“Died at 21, buried aged 71!” is perhaps not the life summary you’d want your gravestone to read, but it’s sadly apt for the many who are ‘Doing Time’, like a prison sentence, rather than ‘spending precious time’ and really living.

I was struck by the insight of a hospice worker, “For many, coming to stay in the hospice is more about ‘learning to live’ than ‘learning to die’.”

How many of us only come alive and really live on holiday or our day-off, at a party or with friends/family?

All too easily life in between holiday, party and meeting up can deteriorate into simply ‘doing time’ till we ‘spend it’ the way we want. In the process a large part of us dies, dissatisfaction follows and life dribbles on or peters out.

Ecclesiastes chapter 3, popularised by the Byrds’ hit song ‘Turn! Turn! Turn!’, describes the ‘opportunity time’ God gives, “… times to be born, die, plant, uproot, kill, heal, tear down, build up, weep, laugh, mourn, dance, hug, not hug, search, give up, keep, discard, tear, mend,
be quiet, speak up, love, hate, war and peace, etc …”

Time is ‘opportunity’, but it’s also ‘oppressor’, ticking away. We all have a date with death, when the whistle blows and ‘life as we know it’ ends.

Eastern religions like Buddhism and Hinduism have a circular view of time, characterised by re-incarnation, which sees death as entry into a new life-form. What creature or who you return as (after death) depends on how well you’ve lived your life.

Judaism, Christianity and Islam see time travelling in a straight line. At death comes judgement and entry into an extension of whom you have chosen to become.

Jesus’ famous word on ‘eternal life’ describes God’s Love that offers us all the gift of everlasting life through faith in Jesus Christ, “For God so loved the world that he gave his one and only Son, that whoever believes in him shall not perish but have eternal life.”

This ‘eternal life’ is a choice we make for the here and now, not just for when we die.

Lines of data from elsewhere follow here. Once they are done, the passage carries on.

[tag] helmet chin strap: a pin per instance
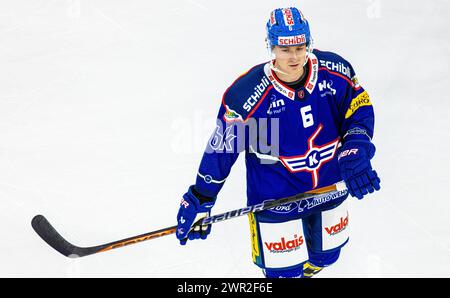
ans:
(272, 66)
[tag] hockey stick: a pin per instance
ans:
(45, 230)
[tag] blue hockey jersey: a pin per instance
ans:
(290, 137)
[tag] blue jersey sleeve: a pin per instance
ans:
(232, 132)
(356, 110)
(222, 149)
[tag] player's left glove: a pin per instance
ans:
(193, 207)
(356, 170)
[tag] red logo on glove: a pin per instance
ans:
(347, 152)
(184, 203)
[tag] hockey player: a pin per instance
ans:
(303, 122)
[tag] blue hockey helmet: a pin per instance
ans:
(287, 27)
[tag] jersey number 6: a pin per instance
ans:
(307, 116)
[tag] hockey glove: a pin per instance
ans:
(193, 207)
(356, 170)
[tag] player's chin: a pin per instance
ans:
(294, 67)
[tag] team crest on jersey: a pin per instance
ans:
(313, 159)
(231, 116)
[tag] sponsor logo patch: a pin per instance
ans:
(284, 245)
(361, 100)
(337, 228)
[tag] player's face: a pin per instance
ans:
(290, 59)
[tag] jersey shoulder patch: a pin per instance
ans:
(243, 97)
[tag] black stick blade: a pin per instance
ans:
(45, 230)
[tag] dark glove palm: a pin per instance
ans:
(356, 170)
(191, 210)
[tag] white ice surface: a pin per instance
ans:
(105, 107)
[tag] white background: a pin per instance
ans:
(106, 106)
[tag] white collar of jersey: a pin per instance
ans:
(289, 92)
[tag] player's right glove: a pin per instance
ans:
(193, 207)
(356, 170)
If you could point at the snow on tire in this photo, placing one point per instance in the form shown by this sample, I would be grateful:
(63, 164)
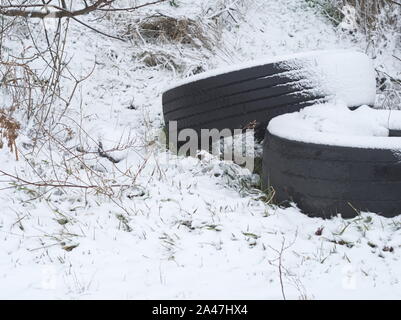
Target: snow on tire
(255, 93)
(331, 160)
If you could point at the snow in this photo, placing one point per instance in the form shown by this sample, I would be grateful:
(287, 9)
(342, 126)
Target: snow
(342, 74)
(183, 227)
(335, 124)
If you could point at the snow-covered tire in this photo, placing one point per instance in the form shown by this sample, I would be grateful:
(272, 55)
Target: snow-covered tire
(324, 180)
(235, 98)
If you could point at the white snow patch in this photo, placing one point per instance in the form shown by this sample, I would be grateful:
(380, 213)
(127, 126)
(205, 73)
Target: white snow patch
(344, 74)
(335, 124)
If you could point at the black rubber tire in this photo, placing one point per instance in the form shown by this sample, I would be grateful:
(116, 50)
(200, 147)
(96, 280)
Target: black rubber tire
(326, 180)
(235, 99)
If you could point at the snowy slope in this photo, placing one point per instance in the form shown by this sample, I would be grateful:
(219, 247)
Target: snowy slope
(182, 227)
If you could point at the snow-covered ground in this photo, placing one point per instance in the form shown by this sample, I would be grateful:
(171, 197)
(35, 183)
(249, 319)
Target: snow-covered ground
(177, 228)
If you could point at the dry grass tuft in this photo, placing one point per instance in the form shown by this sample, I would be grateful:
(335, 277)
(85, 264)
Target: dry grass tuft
(9, 131)
(162, 29)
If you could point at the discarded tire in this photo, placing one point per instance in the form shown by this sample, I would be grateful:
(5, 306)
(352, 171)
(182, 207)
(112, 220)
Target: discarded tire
(327, 174)
(253, 94)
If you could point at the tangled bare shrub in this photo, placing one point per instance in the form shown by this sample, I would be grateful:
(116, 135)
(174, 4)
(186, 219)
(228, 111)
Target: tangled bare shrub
(9, 131)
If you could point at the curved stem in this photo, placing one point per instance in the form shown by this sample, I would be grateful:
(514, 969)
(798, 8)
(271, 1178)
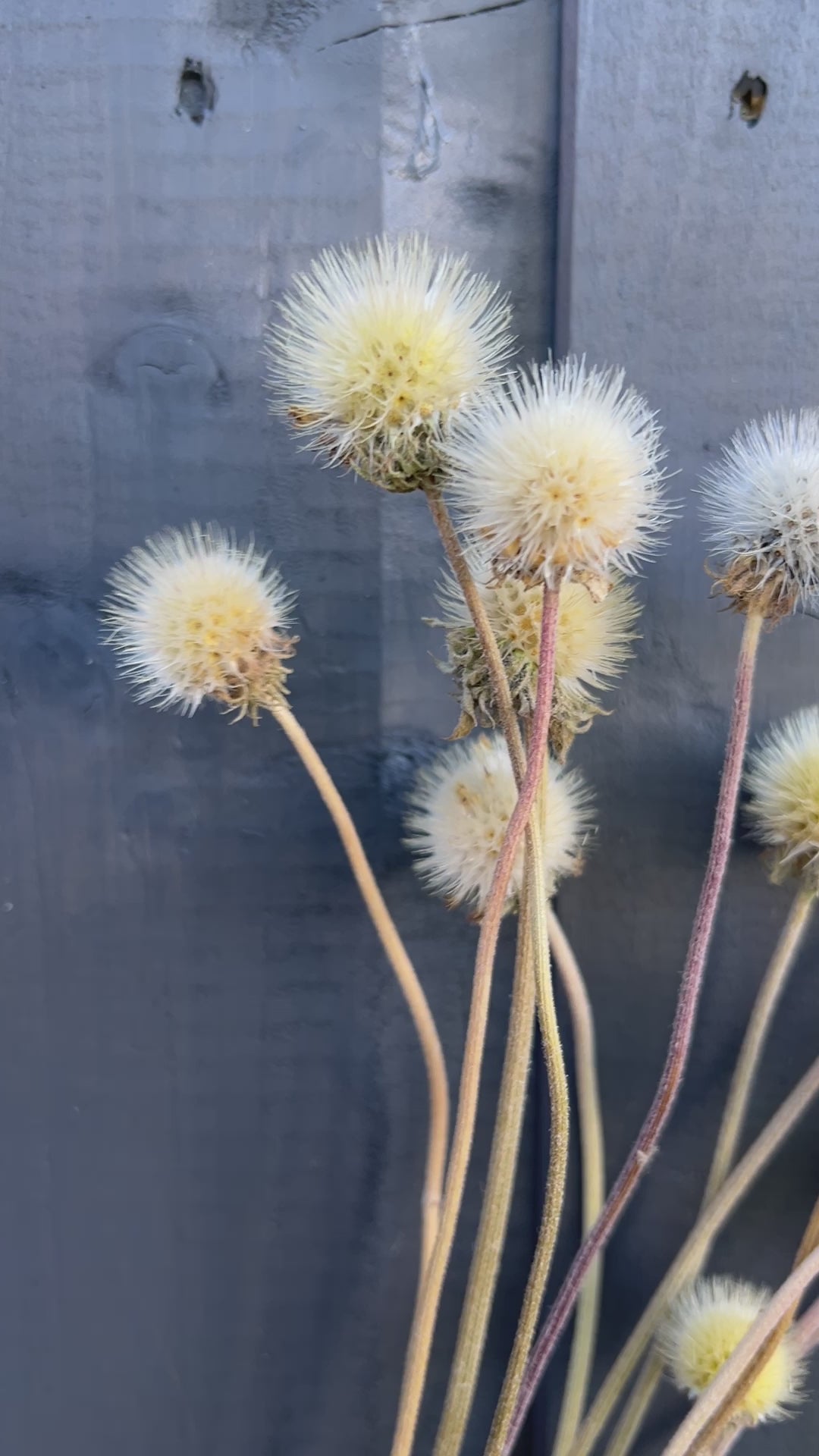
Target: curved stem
(695, 1250)
(729, 1134)
(426, 1312)
(497, 1200)
(725, 1420)
(755, 1037)
(639, 1402)
(805, 1341)
(556, 1184)
(682, 1033)
(502, 691)
(720, 1389)
(594, 1184)
(404, 971)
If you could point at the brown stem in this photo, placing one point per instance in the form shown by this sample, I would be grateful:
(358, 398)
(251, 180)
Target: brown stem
(404, 971)
(682, 1033)
(426, 1310)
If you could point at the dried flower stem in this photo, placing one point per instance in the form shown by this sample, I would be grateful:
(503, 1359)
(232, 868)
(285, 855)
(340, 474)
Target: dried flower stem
(594, 1184)
(805, 1341)
(494, 1215)
(553, 1199)
(426, 1312)
(682, 1033)
(497, 1200)
(720, 1389)
(730, 1131)
(755, 1037)
(404, 971)
(483, 626)
(694, 1253)
(725, 1419)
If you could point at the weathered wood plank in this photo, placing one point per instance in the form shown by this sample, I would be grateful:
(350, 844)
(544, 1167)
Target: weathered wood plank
(210, 1100)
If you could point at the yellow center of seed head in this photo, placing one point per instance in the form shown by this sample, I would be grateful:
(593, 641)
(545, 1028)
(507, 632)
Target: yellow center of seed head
(707, 1347)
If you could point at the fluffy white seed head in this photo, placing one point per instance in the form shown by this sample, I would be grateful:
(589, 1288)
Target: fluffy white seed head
(378, 347)
(460, 813)
(191, 615)
(558, 473)
(783, 783)
(761, 503)
(706, 1326)
(594, 644)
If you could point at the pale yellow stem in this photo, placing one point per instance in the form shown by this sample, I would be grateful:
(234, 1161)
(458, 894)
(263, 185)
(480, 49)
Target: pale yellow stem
(404, 971)
(692, 1256)
(497, 1200)
(560, 1120)
(727, 1139)
(720, 1389)
(594, 1184)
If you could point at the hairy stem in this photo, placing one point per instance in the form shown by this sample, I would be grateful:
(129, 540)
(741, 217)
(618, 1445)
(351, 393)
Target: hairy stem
(695, 1250)
(681, 1038)
(497, 1200)
(729, 1134)
(725, 1419)
(757, 1034)
(493, 658)
(594, 1184)
(428, 1308)
(805, 1341)
(404, 973)
(720, 1389)
(556, 1184)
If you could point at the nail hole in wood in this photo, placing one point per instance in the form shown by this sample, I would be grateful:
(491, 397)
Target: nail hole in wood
(749, 93)
(197, 91)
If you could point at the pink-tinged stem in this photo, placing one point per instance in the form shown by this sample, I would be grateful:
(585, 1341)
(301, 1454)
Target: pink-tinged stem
(428, 1307)
(681, 1037)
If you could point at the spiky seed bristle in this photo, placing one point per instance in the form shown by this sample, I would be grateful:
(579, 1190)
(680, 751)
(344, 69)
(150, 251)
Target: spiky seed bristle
(375, 351)
(704, 1327)
(594, 644)
(191, 615)
(761, 503)
(783, 785)
(558, 473)
(460, 813)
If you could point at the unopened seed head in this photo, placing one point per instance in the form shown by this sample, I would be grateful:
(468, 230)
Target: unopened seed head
(378, 348)
(594, 644)
(783, 785)
(558, 473)
(704, 1327)
(761, 503)
(461, 811)
(191, 615)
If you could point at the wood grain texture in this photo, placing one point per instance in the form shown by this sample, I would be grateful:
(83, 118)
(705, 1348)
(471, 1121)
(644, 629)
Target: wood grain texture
(212, 1107)
(689, 255)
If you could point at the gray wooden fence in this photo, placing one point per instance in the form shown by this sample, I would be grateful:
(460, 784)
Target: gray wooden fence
(212, 1107)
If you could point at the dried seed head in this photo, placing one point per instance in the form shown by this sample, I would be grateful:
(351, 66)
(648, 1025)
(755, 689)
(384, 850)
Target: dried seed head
(706, 1326)
(761, 503)
(191, 615)
(460, 813)
(783, 783)
(376, 350)
(558, 473)
(594, 644)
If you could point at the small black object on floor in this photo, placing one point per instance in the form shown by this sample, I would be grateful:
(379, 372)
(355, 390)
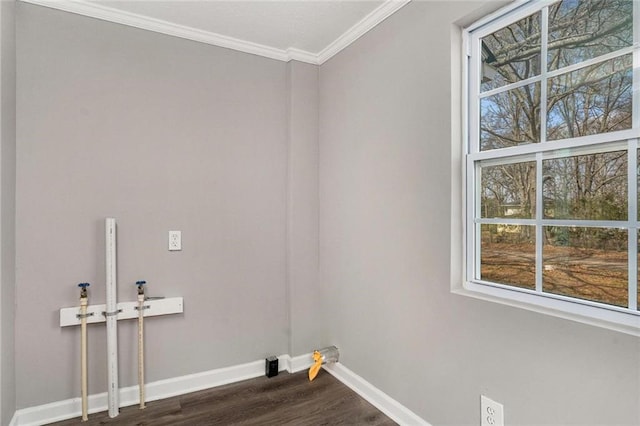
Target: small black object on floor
(286, 399)
(271, 366)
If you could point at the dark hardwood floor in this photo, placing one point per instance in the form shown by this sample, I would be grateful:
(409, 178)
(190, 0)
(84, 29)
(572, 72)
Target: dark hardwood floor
(287, 399)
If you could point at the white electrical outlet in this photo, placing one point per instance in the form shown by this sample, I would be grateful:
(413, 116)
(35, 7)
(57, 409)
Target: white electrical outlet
(491, 412)
(175, 240)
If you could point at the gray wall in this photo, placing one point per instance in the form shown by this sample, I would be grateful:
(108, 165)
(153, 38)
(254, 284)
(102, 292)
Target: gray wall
(7, 208)
(305, 301)
(160, 133)
(385, 212)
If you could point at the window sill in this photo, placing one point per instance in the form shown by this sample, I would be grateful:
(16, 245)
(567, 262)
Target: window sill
(609, 319)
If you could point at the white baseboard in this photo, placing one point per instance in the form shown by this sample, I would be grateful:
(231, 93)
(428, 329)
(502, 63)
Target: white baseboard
(383, 402)
(161, 389)
(70, 408)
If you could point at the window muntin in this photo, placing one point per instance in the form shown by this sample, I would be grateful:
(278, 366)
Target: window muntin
(552, 158)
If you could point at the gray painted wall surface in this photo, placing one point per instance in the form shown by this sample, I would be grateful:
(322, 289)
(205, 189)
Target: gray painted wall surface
(305, 301)
(385, 207)
(160, 133)
(7, 208)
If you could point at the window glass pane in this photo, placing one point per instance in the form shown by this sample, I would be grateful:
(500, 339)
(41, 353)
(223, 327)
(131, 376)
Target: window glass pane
(511, 54)
(589, 187)
(586, 263)
(508, 255)
(581, 30)
(509, 191)
(638, 282)
(510, 118)
(591, 100)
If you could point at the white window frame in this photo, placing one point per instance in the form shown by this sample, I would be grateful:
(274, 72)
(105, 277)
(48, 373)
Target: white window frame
(466, 157)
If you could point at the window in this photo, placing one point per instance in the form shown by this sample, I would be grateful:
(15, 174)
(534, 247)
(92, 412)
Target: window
(552, 160)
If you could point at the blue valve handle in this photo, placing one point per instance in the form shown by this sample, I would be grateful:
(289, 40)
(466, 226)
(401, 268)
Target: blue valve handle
(83, 290)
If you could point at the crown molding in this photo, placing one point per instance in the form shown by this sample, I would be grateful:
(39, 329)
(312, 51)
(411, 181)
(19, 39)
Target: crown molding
(98, 11)
(367, 23)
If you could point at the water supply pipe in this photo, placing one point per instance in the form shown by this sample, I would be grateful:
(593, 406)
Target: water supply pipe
(141, 309)
(83, 348)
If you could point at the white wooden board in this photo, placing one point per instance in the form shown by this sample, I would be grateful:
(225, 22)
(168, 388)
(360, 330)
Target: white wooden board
(169, 305)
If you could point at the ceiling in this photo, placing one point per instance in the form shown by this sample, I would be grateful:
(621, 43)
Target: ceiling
(306, 30)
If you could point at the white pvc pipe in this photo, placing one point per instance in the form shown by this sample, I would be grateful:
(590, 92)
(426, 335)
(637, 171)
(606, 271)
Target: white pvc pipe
(111, 318)
(141, 348)
(141, 342)
(83, 354)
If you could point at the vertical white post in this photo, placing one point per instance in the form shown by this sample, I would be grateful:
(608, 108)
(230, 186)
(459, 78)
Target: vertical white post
(111, 318)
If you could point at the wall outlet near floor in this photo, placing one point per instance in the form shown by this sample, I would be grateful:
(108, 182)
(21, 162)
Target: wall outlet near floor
(175, 240)
(491, 412)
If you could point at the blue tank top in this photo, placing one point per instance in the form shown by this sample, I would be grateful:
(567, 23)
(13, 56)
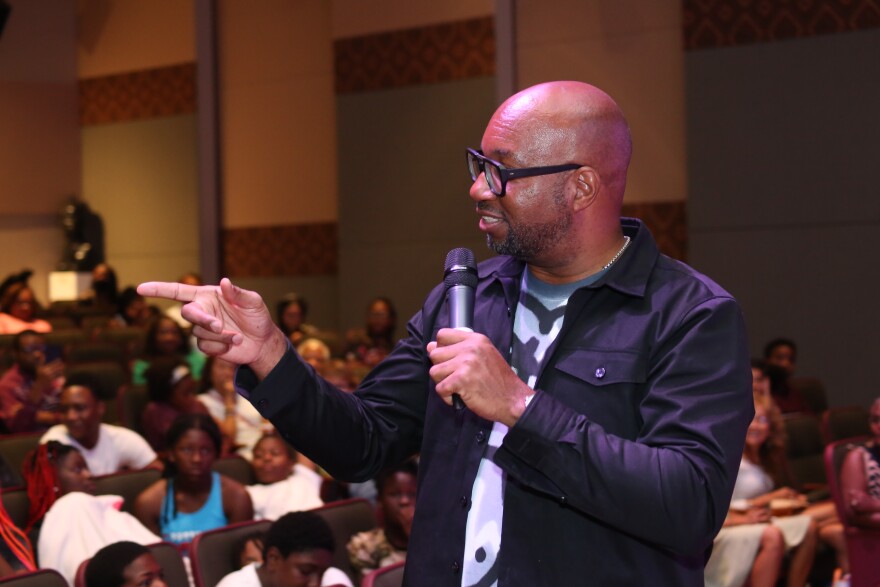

It’s ‘steak on your plate while you wait’ not ‘pie in the sky when you die’! As someone put it:

“Yesterday was history,

Tomorrow is a mystery,

Today is a gift of God,

That’s why it’s called the PRESENT.”

Every second is a precious gift for spending, not just ‘time off’, ‘time to party’ or ‘time with loved ones’.

What will our gravestone read? What will our last words be?

I love (one of my heroes) Eugene Peterson’s (fairly recent) dying words, shared with loved ones on his death bed

“LET’S GO!" said with a beaming smile, as if Jesus, the angels and loved ones were beckoning him home.